Exacto, para mantener el sentido de circulacion de la corriente del inductor, la tension en bornes se tiene que invertir.


----------



## Sainicus (Jul 13, 2011)

jor1703 dijo:


> En la segunda imagen:
> 
> 
> 
> vemos que el interruptor conmuta, el inductor se opone a cambios discontinuos de corriente, por lo tanto *se sigue comportando como un corto circuito pero entregando la corriente almacenada. Es decir, se comporta como una fuente de corriente. *



Un dato muy importante que me haces recordar jor1703, el inductor ahora se comporta como una fuente de corriente. 

Si analizamos las caracteristicas de una fuente de corriente, estas tienen una alta impedencia en paralelo, y una diferencia de potencial de cero. Pero en el caso del inductor, como explicamos esta gráfica:






Esa curva azul no indica una diferencia de potencial en el inductor???



cosmefulanito04 dijo:


> Exacto, para mantener el sentido de circulacion de la corriente del inductor, la tension en bornes se tiene que invertir.

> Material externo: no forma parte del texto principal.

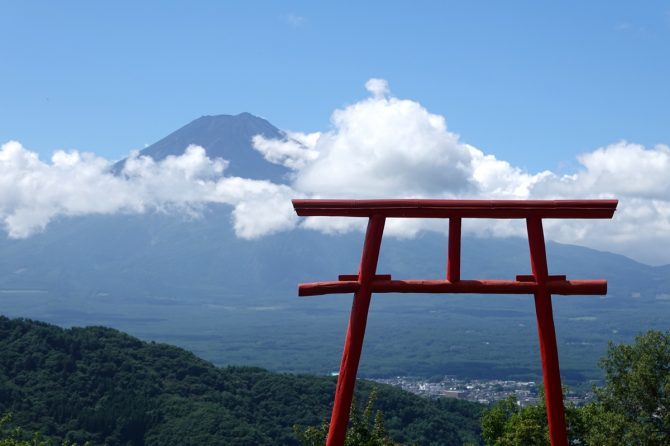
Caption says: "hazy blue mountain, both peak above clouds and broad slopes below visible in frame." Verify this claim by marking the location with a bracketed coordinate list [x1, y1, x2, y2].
[0, 113, 670, 380]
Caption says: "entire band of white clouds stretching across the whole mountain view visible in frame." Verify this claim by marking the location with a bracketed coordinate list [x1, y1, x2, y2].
[0, 79, 670, 263]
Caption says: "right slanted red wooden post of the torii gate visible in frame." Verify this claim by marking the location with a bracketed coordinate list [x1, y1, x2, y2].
[526, 218, 568, 446]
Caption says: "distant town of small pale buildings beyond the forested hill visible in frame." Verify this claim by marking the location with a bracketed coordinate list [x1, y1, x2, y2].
[370, 376, 593, 407]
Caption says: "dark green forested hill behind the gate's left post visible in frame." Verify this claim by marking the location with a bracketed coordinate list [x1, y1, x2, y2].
[0, 316, 480, 446]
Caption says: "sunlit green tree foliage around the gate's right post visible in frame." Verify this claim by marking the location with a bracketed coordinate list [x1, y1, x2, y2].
[482, 331, 670, 446]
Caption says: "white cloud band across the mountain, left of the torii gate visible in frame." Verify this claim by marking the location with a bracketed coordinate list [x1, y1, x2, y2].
[0, 141, 296, 238]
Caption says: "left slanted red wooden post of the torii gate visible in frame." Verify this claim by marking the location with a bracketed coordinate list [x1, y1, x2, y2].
[326, 217, 384, 446]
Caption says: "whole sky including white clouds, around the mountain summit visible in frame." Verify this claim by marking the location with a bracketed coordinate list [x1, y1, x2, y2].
[0, 0, 670, 264]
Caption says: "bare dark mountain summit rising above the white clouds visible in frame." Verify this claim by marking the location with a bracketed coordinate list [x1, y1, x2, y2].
[115, 113, 287, 183]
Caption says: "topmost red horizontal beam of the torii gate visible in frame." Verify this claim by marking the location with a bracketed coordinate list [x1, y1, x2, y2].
[293, 199, 618, 218]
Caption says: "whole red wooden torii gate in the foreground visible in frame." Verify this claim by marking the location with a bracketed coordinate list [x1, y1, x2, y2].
[293, 199, 618, 446]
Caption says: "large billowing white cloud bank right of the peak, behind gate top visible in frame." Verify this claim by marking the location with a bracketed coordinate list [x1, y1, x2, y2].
[253, 79, 670, 263]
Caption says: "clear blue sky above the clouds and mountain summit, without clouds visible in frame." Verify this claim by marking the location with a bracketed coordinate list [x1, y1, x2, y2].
[0, 1, 670, 173]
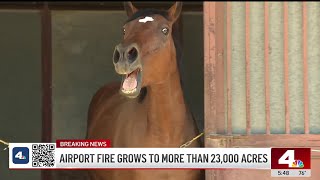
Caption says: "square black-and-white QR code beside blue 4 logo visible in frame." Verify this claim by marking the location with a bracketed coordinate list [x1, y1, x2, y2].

Por cierto, muchas gracias por despejar mi duda confirmando mi supocición... saludos.


----------



## cosmefulanito04 (Jul 13, 2011)

Sainicus dijo:


> Un dato muy importante que me haces recordar jor1703, el inductor ahora se comporta como una fuente de corriente.
> 
> Si analizamos las caracteristicas de una fuente de corriente, estas tienen una alta impedencia en paralelo, y una diferencia de potencial de cero. Pero en el caso del inductor, como explicamos esta gráfica:
> 
> ...



Si, la curva azul es como evoluciona la tension en los bornes del inductor respecto al tiempo.

La suposicion de *jor1703* es valida despues de los 5.Tao, al igual que la corriente en un capacitor, durante la carga del mismo una cierta corriente circula por el y luego de los 5.Tao la corriente tiende a 0. 

En un principio la tension en el inductor es Vcc y luego cae a 0 despues de los 5.Tao.


----------